I deploy using the OpenAI-compatible [vLLM](https://docs.vllm.ai/en/latest/) Docker image, as shown in the example below.

```bash
#!/bin/bash

# Default values
NAME_SUFFIX=""
PORT=8010
GPUS="0,1"  # Default GPUs

# Parse command line arguments
while getopts "s:p:g:" opt; do
    case $opt in
        s) NAME_SUFFIX="$OPTARG";;    # suffix for container name
        p) PORT="$OPTARG";;          # port number
        g) GPUS="$OPTARG";;          # GPU devices (e.g., "2,3")
        ?) echo "Usage: $0 [-s suffix] [-p port] [-g gpus]"
           exit 1;;
    esac
done

model=ospatch/QwQ-32B-INT8-W8A8
volume=~/.cache/huggingface/hub
revision=main
version=latest
context=16384
base_name="vllm-qwq-int8"
container_name="${base_name}${NAME_SUFFIX}"

sudo docker run --restart=unless-stopped --name $container_name --runtime nvidia --gpus '"device='"$GPUS"'"' \
     --shm-size 1g -p $PORT:8000 -e NCCL_P2P_DISABLE=1 -e HUGGING_FACE_HUB_TOKEN=<user_token> \
     -v $volume:/root/.cache/huggingface/hub vllm/vllm-openai:$version --model $model \
     --revision $revision --tensor-parallel-size 2 \
     --gpu-memory-utilization 0.97 --max-model-len $context --enable-chunked-prefill
```

No command line arguments are needed for the default configuration.

## Creation

This model was created with [llm-compressor](https://github.com/vllm-project/llm-compressor) by running the code snippet below.

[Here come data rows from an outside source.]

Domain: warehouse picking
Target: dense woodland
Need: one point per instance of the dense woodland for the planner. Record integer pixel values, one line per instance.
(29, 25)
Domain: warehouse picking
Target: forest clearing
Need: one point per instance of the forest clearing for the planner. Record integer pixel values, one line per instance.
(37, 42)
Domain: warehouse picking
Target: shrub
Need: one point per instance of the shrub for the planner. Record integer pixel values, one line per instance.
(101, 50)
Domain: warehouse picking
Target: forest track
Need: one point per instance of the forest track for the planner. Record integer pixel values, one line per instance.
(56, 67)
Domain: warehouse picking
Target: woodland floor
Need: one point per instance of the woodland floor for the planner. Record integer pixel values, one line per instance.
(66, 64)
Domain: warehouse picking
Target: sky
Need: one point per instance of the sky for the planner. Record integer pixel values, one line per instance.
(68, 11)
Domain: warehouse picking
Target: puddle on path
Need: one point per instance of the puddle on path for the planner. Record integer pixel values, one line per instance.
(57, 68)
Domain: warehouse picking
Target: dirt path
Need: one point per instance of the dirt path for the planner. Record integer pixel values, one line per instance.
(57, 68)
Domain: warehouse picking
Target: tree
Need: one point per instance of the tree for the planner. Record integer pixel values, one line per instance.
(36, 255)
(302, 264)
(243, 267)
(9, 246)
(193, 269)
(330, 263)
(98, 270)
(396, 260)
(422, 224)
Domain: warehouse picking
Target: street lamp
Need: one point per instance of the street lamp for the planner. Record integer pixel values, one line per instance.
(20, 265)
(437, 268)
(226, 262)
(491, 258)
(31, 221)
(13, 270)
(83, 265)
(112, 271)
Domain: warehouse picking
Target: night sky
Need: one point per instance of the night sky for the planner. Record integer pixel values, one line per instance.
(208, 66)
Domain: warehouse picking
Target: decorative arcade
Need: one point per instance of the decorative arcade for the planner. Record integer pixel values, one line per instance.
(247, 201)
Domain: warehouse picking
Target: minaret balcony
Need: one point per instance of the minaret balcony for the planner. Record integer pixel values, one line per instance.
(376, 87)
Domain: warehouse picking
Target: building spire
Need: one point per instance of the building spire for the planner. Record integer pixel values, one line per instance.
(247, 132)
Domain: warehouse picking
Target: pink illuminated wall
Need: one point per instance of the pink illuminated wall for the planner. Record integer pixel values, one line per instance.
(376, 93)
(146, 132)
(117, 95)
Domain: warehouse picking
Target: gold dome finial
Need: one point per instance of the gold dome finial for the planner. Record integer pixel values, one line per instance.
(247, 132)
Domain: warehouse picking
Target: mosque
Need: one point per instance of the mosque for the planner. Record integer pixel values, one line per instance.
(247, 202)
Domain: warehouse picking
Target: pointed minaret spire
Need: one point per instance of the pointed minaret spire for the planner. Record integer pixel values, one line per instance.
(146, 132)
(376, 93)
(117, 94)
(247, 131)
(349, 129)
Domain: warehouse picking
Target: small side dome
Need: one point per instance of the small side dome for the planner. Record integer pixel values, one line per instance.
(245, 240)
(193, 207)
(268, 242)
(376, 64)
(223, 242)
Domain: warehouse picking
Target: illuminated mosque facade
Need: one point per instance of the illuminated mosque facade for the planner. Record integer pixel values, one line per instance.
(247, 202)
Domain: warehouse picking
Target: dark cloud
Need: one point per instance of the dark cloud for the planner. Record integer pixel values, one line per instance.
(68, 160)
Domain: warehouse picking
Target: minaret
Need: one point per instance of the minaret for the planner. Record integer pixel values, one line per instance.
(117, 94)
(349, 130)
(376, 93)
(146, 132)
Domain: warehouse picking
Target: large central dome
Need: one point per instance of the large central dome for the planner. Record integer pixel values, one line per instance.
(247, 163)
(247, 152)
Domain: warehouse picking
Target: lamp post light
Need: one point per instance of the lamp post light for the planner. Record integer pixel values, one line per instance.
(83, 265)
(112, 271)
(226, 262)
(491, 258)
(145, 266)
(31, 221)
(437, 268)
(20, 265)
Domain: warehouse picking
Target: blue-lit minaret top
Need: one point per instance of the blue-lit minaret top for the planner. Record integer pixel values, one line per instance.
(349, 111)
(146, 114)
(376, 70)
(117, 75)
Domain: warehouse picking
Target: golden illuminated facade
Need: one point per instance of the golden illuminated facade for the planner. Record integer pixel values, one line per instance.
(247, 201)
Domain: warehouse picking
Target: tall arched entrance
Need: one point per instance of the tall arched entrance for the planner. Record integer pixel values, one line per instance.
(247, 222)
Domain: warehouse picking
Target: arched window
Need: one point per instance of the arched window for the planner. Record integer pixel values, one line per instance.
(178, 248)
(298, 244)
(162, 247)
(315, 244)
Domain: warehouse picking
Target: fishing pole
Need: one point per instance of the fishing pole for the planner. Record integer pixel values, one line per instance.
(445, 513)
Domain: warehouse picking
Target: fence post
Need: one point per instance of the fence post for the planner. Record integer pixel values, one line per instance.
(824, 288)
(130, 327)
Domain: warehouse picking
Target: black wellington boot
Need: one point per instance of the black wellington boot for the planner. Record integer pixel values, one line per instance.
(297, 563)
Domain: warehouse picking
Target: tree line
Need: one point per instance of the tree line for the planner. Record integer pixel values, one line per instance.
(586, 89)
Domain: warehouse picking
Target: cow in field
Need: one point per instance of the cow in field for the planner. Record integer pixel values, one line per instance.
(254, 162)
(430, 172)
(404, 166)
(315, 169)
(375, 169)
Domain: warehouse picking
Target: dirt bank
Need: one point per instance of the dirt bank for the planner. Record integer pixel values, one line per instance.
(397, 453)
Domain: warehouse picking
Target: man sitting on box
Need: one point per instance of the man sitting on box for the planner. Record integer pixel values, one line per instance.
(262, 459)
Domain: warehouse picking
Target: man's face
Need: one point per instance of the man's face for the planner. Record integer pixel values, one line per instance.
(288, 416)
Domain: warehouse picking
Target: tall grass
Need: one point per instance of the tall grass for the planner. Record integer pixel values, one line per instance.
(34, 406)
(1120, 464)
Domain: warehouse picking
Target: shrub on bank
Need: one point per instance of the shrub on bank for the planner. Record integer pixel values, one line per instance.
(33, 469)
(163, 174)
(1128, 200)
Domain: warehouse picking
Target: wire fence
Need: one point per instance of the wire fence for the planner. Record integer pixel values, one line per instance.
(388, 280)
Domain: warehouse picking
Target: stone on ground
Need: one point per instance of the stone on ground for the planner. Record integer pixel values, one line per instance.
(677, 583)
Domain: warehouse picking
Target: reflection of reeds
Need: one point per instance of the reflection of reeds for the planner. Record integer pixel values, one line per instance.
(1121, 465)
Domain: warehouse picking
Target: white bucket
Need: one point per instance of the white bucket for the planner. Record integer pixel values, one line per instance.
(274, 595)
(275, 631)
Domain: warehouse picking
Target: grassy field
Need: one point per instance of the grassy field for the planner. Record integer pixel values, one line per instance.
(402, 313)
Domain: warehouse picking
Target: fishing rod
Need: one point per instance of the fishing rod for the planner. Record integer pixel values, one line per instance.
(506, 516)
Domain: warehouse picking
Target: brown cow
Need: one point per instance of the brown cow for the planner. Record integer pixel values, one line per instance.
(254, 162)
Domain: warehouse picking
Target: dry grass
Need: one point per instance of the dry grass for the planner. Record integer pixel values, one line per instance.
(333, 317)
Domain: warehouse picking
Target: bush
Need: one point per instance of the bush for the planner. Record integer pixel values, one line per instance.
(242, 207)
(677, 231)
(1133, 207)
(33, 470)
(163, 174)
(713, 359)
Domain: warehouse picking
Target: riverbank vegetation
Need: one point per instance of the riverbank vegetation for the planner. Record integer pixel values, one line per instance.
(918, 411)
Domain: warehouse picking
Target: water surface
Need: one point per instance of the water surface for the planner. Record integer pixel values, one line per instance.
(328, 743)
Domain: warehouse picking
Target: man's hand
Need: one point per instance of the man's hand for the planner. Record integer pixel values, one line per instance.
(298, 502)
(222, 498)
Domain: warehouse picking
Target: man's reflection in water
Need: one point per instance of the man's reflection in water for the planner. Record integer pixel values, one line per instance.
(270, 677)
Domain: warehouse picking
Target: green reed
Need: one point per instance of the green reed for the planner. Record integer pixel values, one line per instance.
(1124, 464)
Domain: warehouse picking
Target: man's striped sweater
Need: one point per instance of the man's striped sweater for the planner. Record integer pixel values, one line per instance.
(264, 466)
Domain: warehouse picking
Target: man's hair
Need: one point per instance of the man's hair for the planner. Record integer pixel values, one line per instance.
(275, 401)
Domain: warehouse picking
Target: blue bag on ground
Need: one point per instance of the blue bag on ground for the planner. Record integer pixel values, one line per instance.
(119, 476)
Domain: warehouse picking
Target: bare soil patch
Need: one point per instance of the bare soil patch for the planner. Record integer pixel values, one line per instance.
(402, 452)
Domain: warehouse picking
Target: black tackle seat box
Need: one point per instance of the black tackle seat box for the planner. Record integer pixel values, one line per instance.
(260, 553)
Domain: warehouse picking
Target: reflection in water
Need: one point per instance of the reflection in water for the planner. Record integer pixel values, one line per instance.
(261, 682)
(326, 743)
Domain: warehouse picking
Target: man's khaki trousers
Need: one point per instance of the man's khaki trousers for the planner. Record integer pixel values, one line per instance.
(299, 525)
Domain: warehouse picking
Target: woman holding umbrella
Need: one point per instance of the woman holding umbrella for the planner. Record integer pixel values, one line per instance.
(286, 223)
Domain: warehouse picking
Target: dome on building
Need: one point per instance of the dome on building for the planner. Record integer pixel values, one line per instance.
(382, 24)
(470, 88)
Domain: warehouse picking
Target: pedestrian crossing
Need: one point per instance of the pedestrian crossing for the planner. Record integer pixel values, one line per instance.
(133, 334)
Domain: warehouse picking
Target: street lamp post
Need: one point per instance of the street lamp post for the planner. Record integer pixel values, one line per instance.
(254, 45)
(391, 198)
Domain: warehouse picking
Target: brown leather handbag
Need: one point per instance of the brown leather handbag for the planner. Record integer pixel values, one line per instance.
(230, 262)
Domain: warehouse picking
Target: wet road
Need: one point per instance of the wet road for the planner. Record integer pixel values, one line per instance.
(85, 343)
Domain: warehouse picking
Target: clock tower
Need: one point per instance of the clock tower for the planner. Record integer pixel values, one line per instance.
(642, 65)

Credit to [Neural Magic](https://huggingface.co/neuralmagic) for the recipe.

```python
## script copied from Neural Magic

from transformers import AutoModelForCausalLM, AutoTokenizer
from datasets import load_dataset
from llmcompressor.modifiers.quantization import QuantizationModifier
from llmcompressor.modifiers.smoothquant import SmoothQuantModifier
from llmcompressor.transformers import oneshot
from llmcompressor.transformers.compression.helpers import calculate_offload_device_map

# Load model
model_stub = "Qwen/QwQ-32B"
model_name = model_stub.split("/")[-1]

num_samples = 1024
max_seq_len = 8192

tokenizer = AutoTokenizer.from_pretrained(model_stub)

device_map = calculate_offload_device_map(
    model_stub,
    reserve_for_hessians=True,
    num_gpus=4,
    torch_dtype="auto",
)

model = AutoModelForCausalLM.from_pretrained(
    model_stub,
    device_map=device_map,
    torch_dtype="auto",
)

def preprocess_fn(example):
  return {"text": tokenizer.apply_chat_template(example["messages"], add_generation_prompt=False, tokenize=False)}

ds = load_dataset("neuralmagic/LLM_compression_calibration", split="train")
ds = ds.map(preprocess_fn)

# Configure the quantization algorithm and scheme
recipe = [
    SmoothQuantModifier(smoothing_strength=0.7),
    QuantizationModifier(
        targets="Linear",
        scheme="W8A8",
        ignore=["lm_head"],
        dampening_frac=0.1,
    ),
]

# Apply quantization
oneshot(
    model=model,
    dataset=ds, 
    recipe=recipe,
    max_seq_length=max_seq_len,
    num_calibration_samples=num_samples,
)

# Save to disk in compressed-tensors format
save_path = model_name + "-INT8-W8A8"
model.save_pretrained(save_path)
tokenizer.save_pretrained(save_path)
print(f"Model and tokenizer saved to: {save_path}")
```

## Usage Guidelines

Please reference the model card for [QWQ-32B](https://huggingface.co/Qwen/QwQ-32B).

## Evaluation & Accuracy

The model passes the vibe check, but no attempt was made to evaluate the quantized model for accuracy loss.